Monday, June 25, 2012

A little bit of sunshine amongst dark clouds.

I wish I could be anywhere; anywhere but here. I sit quietly in the physical therapy library, books and binders surround me.  I feel enclosed by the bookshelves, there is no way to turn, no way to escape. My maroon scrubs clench onto the smell of cadaver and formaldehyde and as I sit and attempt to study, my nose is constantly reminded of where I just was.

I dreamed that I would be in California with my family, only to have too many obstacles prevent that from happening.  Who once told me that growing up would be "fun?"  They were incredibly wrong.

As I stare at my papers, books, and computer the words seem to separate themselves and disappear.  Where are they going?

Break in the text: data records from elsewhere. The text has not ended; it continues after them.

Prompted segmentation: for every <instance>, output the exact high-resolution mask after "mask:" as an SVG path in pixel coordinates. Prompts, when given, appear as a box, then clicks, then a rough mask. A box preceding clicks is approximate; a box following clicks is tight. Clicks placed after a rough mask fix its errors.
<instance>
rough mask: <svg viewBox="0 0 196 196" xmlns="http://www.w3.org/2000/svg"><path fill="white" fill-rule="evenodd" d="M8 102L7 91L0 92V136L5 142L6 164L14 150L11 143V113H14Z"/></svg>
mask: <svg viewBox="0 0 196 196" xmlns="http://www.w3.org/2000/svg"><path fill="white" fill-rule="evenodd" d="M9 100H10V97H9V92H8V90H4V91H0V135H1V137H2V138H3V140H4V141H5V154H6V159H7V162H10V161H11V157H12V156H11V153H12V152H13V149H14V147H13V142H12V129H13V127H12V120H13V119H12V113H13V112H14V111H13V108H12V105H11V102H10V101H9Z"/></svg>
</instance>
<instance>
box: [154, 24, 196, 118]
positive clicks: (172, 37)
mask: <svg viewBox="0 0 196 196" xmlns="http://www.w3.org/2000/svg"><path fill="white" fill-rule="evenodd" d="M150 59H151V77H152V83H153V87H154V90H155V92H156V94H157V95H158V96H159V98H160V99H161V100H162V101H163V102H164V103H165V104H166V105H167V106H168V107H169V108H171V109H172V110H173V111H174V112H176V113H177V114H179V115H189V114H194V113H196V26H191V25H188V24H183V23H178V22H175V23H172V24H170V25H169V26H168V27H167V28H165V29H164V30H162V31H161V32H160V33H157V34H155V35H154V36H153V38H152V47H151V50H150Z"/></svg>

If there is one thing I am certain of, they are not being absorbed in my head.  For so long this was my dream-this was the one thing that I knew I wanted to do.  I never thought it would be so difficult.  I never realized that when I didn't perform like I did in undergrad, I would mentally break down and wonder and question, "Is this journey really the one for me?"

As I take a step back I look at the big picture.  School is not who I am.  School is helping me learn and grow into someone that I want to be.  For this reason alone, I know that this is the journey for me.  I will never be Morgan, the Physical Therapist--I will be Morgan, a woman who practices Physical Therapy.  To some, this may sound complicated, confusing, and rather synonymous.  Life isn't about my accomplishments, it's about finding joy in the journey-no matter how grey the weather can be-there is always sunshine amongst the dark clouds.






Saturday, June 9, 2012

Time.

Time--a unit of measurement that defines how we spend our lives.  Questions and statements can be made on a daily basis in relation to time.

"Do I have time to run to the grocery store?" "Is there enough time to attend an event?" "It takes too much time to read my scriptures before bed or I don't have enough time to make my bed in the morning before school."

Everything we do as human beings in this day and age is securely fastened around schedules and time until something drastic occurs--the birth of a baby, the holy union of two friends, the loss of a loved one.  It's experiences like this in life that allow us to stop, smell the roses, and realize what is of true importance.  We are able to more clearly remember that this Earth life is but a small moment.

Personally, I cannot express the gratitude that I have for my family and friends.  For two weeks now I have officially been living on my own--I have come to realize the importance of progression in life and I understand that this is one of those steps.  Each day I think about my family-the love and support they provide, the comfort and peace that they bring, and the many laughs along the way.

The same question repeatedly goes through my head, "How did I get so lucky?"  Some day, I will be able to answer that.  Maybe I needed all the help I could get while here in this life (this seems like the most obvious answer)?  Maybe I could only learn the things I needed to with my own family?  It's a mystery, but what I do know is that families are forever.  There is no amount of time that could define the importance of my family.  I hope that every day they don't ever have to wonder about my feelings for them because if there is anything I am beyond sure about in this world of uncertainty, it is the love that I have for my family.

I thank JaKelle Westergard, though I didn't know her, she has helped me to remember this one most important truth about families.

 "I have a family here on earth, they are so good to me, I want to share my life with them for all eternity. Families can be together forever through Heavenly Father's plan.  I always want to be with my own family, and the Lord has shown me how I can, the Lord and shown me how I can."